Researchers at UC Santa Cruz working to develop novel RNA-based medicines are teaming up with a new group of collaborators-;players of the online game Eterna. The game's new "OpenASO: RNA Rescue" challenge will tap into the collective intelligence of Eterna's 250,000 registered users to help design an RNA drug for the treatment of hemophilia A.
The Eterna player community may be able to come up with designs that we wouldn't get using traditional screening methodologies for drug development."
Michael Stone, professor of chemistry and biochemistry at UC Santa Cruz
Eterna is an open science platform that has been engaging citizen scientists in RNA-related puzzles for over 10 years. Previous challenges have included OpenVaccine, to design a more stable mRNA vaccine against COVID-19, and OpenTB, to develop a new diagnostic device to detect tuberculosis.
Stone and his colleagues at UCSC-;including molecular biologist Jeremy Sanford and geneticist Olena Vaske, both faculty in the Department of Molecular, Cell and Developmental Biology-;have been working to develop therapies for diseases caused by genetic mutations that disrupt the processing of RNA in the cell. One approach that has shown promise in treating this type of disease is called antisense oligonucleotide (ASO) therapy.
In all cells, RNA molecules copy information from DNA and direct the synthesis of proteins. ASOs are short segments of RNA designed to bind to specific cellular RNA molecules. They can modify gene expression or RNA processing and, in some cases, correct defects caused by genetic mutations. But developing an ASO that has the desired effect typically requires "brute force" screening efforts that can take many years to yield positive results.
"One of the goals of our project is to accelerate that discovery process," Stone said. "That's where Eterna comes in."
Rhiju Das, who leads Eterna and is a Howard Hughes Medical Institute investigator at Stanford University School of Medicine, said Eterna players have come up with RNA design solutions that out-performed the results of supercomputers and expert research teams.
When Stone told Das about his team's work on developing an RNA-based therapy for hemophilia A, Das said he thought the Eterna community might be able to help.
"The community of Eterna players has discovered unusual principles for designing new kinds of RNA diagnostics and stabilizing mRNA vaccines, resulting in dozens of scientific papers. It will be exciting to see what they can now do in ASO therapeutics with experimental feedback from experts at UCSC," Das said.

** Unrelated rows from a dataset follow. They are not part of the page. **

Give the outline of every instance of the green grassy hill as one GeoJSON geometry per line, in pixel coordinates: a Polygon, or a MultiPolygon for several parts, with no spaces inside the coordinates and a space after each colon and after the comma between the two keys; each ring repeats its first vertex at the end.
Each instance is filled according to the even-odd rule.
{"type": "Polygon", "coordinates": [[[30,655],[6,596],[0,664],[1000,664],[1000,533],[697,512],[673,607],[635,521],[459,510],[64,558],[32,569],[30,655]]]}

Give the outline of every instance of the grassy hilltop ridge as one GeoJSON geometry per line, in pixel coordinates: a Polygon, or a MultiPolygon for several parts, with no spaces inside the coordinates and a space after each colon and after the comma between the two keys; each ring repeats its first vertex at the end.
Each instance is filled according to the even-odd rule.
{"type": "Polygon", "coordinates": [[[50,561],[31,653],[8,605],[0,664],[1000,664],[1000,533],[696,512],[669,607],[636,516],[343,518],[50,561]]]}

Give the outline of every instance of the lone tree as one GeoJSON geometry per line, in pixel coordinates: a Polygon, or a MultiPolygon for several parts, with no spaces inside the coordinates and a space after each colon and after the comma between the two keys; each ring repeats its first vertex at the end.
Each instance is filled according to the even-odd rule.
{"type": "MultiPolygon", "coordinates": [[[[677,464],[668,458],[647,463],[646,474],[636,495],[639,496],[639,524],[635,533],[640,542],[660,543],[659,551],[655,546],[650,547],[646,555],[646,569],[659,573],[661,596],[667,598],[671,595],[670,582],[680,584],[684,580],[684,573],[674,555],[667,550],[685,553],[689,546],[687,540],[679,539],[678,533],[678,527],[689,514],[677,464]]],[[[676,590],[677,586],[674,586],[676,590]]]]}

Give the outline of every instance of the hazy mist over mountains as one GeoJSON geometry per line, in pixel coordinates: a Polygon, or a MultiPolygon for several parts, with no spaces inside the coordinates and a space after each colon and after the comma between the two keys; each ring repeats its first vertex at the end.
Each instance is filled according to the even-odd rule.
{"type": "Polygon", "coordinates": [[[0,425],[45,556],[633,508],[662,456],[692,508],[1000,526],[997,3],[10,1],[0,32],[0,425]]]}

Hemophilia A is caused by mutations in the gene for the blood clotting factor 8 (F8), a protein required for the normal clotting of blood to control bleeding. When a protein-coding gene like F8 is activated, its DNA code is copied into RNA molecules called messenger RNAs. Before these messenger RNAs can direct protein synthesis, however, they undergo a modification process called RNA splicing that involves removing certain sections of the sequence. This RNA splicing process can be derailed by genetic mutations.
"It turns out that many genetic diseases involve splicing defects," Stone said. "Jeremy Sanford's research team has identified hemophilia-causing mutations in the factor 8 gene that lead to RNA-splicing defects, and we want to target this 'toxic RNA' with ASOs."
In the OpenASO: RNA Rescue challenge, Eterna players are tasked with designing an RNA oligonucleotide that can bind to the F8 messenger RNA in a way that will correct the splicing defect. "Our idea is to design an oligonucleotide to disrupt a certain tract of the RNA that modulates splicing," Stone explained. "But as players start to dig in, they'll come up with solutions based on their own criteria, which may have nothing to do with biology but which might actually work."
Winning solutions are determined by the votes of the player community. The UCSC researchers will then synthesize the top candidates and test them in laboratory experiments, reporting the results back to the players.
"We're all very excited to see how this goes," Stone said. "There is a long list of mutations that appear to cause RNA splicing defects and a lot of interest in exploring the potential for ASO therapies."
The UCSC team's preliminary work on Factor 8 mutations was funded by a seed grant from the UCSC Office of Research. In addition, critical contributions to the investigation of RNA splicing defects in F8 were made by undergraduates in Sanford's lab, funded by a National Science Foundation grant to support course-based undergraduate research experience (CURE) labs at UCSC.